Gramsci murió en Argentina en 1989, no hubo hegemonía que contuviera a la hiperinflación y los saqueos. La democracia es un sistema ingrato.

Patria o muerte

Pareciera que también en este asunto fue “el próximo presidente” el que pudo capitalizar la sobrevenida de lo peor. El propio Torre, junto a Pablo Gerchunoff, estudió cómo el trauma de la hiperinflación allanó el camino para las reformas económicas que ellos mismos no habían podido hacer dos años antes. Pero el susto no siempre apunta para el mismo lado. Cuando lo peor volvió diez años después en 2001, la sociedad levantó sus demandas de siempre y tuvo éxito: el kirchnerismo, sus reparaciones sociales y su irresponsabilidad fiscal, pueden leerse como la larga reacción de pavor ante aquello. Un proyecto de poder construido sobre el trauma de lo peor, financiar como sea los viejos hábitos de la sociedad ingrata para que las demandas de siempre no ardan a sus pies. Cuando las arcas se vaciaron fue necesario compensarlas con aquello que el alfonsinismo no había logrado en vida: un marco general, un relato.

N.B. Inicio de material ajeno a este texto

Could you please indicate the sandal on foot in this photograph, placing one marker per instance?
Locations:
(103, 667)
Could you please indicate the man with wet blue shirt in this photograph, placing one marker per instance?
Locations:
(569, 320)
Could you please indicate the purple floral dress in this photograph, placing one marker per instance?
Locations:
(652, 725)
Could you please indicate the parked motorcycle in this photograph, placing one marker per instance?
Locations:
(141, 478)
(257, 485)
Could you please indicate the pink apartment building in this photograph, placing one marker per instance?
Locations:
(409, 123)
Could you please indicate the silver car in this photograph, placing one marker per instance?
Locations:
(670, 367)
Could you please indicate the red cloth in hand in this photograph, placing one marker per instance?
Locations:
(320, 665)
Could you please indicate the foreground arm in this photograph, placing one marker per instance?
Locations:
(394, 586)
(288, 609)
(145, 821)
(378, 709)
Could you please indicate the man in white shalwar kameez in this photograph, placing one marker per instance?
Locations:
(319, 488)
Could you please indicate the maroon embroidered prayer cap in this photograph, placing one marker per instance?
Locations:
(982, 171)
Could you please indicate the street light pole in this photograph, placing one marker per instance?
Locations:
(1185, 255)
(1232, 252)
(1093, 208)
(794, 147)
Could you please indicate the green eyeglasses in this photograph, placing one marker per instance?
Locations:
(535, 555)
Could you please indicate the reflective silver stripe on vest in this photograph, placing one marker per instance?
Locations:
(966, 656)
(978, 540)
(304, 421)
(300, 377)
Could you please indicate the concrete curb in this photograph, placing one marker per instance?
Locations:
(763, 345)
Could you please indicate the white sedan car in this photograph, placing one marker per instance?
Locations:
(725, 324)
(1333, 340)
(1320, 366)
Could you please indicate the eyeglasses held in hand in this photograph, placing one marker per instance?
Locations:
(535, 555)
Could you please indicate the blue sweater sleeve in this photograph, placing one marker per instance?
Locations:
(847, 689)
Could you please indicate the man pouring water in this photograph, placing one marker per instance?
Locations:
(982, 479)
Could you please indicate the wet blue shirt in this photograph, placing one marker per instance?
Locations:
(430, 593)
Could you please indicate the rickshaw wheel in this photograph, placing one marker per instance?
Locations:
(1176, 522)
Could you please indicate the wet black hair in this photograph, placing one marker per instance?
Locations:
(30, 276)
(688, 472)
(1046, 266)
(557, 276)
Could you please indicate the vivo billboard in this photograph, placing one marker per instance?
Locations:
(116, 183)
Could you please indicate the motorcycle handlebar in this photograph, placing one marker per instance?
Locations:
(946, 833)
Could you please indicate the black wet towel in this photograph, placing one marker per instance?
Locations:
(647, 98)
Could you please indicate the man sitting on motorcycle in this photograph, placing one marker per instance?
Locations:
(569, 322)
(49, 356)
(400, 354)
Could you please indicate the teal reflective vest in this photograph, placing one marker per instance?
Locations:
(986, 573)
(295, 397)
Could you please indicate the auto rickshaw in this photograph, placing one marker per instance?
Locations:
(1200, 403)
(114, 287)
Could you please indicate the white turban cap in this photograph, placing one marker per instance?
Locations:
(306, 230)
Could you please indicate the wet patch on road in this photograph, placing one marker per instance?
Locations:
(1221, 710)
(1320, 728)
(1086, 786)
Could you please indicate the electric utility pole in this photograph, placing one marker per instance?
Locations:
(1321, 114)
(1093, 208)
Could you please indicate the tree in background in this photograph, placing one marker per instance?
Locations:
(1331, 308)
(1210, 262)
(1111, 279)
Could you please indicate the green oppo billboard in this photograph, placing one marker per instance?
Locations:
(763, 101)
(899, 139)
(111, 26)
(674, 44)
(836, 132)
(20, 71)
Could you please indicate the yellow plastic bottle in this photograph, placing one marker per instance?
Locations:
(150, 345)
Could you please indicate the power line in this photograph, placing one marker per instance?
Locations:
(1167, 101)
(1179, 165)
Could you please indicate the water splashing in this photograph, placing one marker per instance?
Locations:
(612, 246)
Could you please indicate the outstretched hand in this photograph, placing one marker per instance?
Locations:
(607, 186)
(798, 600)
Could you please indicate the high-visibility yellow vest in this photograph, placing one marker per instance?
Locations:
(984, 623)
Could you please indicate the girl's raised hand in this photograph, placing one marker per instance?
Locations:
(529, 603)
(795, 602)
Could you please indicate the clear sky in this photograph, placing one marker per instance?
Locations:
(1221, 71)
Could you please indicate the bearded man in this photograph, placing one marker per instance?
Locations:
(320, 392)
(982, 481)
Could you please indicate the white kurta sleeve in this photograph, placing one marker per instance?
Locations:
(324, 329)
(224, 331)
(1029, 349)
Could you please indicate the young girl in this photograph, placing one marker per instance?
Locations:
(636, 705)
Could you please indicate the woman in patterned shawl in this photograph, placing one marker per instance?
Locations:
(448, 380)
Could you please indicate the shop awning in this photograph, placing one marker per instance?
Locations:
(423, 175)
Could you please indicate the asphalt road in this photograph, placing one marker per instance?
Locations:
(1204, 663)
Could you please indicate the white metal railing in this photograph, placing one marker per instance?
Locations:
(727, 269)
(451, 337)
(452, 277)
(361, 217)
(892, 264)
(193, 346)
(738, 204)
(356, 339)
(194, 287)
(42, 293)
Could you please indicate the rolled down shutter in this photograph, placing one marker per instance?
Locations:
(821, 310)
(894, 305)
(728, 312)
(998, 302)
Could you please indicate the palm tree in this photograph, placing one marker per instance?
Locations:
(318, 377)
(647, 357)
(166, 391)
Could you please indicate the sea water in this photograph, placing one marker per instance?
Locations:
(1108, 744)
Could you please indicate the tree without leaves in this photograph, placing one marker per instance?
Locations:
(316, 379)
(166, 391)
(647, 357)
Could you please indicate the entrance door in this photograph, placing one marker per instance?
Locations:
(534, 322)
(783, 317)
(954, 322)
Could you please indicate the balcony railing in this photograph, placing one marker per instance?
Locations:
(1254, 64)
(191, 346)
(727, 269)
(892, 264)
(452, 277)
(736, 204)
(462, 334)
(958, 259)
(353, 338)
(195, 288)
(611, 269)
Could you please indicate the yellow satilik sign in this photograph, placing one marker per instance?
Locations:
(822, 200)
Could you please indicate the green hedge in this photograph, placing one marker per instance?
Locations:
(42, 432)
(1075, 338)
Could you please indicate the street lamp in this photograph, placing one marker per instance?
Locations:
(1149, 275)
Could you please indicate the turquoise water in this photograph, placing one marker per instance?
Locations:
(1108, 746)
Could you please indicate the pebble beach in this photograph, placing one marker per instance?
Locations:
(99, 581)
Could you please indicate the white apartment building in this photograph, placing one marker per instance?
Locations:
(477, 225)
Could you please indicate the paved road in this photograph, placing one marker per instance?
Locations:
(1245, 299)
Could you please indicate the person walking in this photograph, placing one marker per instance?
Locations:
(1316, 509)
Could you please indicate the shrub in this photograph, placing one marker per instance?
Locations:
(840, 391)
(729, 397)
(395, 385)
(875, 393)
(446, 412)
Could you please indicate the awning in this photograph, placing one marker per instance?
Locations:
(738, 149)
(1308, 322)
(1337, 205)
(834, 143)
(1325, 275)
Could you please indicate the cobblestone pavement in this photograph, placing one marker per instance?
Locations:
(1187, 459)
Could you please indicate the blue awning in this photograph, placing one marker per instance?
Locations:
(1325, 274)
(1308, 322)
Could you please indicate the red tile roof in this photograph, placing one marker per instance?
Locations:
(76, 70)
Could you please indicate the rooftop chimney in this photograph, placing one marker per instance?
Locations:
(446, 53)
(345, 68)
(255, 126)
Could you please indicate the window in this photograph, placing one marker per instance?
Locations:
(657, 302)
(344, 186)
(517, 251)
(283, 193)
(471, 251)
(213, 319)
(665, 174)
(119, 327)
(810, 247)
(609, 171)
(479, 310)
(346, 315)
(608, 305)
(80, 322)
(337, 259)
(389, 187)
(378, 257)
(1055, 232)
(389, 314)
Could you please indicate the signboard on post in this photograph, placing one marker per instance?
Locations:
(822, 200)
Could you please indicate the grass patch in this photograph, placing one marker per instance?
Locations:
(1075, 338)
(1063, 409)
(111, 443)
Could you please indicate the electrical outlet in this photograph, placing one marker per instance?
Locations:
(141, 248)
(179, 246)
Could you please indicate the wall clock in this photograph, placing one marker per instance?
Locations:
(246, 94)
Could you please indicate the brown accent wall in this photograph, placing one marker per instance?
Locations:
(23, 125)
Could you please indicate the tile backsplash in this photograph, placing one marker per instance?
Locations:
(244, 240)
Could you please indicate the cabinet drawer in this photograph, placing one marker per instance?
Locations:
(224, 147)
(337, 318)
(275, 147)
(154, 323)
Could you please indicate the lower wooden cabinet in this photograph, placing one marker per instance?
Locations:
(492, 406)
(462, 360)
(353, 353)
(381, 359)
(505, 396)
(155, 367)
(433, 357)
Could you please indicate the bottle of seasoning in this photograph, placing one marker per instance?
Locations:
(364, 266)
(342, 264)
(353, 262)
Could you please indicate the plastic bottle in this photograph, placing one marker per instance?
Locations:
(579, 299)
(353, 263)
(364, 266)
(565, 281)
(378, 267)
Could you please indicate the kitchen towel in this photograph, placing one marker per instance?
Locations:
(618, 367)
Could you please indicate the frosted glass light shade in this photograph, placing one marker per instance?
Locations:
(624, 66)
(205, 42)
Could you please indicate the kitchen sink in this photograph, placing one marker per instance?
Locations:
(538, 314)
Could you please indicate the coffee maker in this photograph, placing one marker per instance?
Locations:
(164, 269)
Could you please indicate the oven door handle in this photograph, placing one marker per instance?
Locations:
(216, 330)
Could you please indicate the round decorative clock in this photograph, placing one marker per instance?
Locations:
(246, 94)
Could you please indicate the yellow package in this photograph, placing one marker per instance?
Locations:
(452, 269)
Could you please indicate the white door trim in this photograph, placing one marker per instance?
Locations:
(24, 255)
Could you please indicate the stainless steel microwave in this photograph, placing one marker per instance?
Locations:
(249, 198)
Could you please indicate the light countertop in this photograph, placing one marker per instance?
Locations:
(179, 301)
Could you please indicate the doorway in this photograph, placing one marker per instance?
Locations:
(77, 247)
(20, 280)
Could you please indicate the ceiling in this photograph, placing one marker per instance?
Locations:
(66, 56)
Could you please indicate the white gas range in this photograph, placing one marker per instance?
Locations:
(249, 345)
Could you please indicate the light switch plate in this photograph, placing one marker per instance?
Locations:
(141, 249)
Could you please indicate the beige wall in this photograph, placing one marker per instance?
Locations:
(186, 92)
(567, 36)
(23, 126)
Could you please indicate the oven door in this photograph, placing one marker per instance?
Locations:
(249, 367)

Así fue como Gramsci resucitó en Argentina en 2009, tal como lo denunció el lamentable Abel Posse. Pero la construcción de hegemonía ya no fue pluralista. Según Aboy Carlés, ni siquiera fue populista, fue jacobina. Un modelo polarizado, binario, que ya no vale la pena denunciar como “grieta” porque hasta esa denuncia cayó en la misma lógica: los críticos de la Grieta no tienen nada que discutir con aquellos que creen en ella. La grieta de la grieta. Us and them, patria o muerte. Esa parece ser la hegemonía hoy, la única manera válida de construir identidad para cualquier proyecto, de garantizar la autonomía de la política por encima de cualquier restricción material o racionalidad económica. Esa parece ser la revancha de Alfonsín. Y esa parece ser también la lógica que nos lleve al mismo final. Esperar que el advenimiento de lo peor le allane el camino al “próximo presidente”. Ojalá que no. Aquí termino esta reseña. Lo hago con el ánimo deprimido.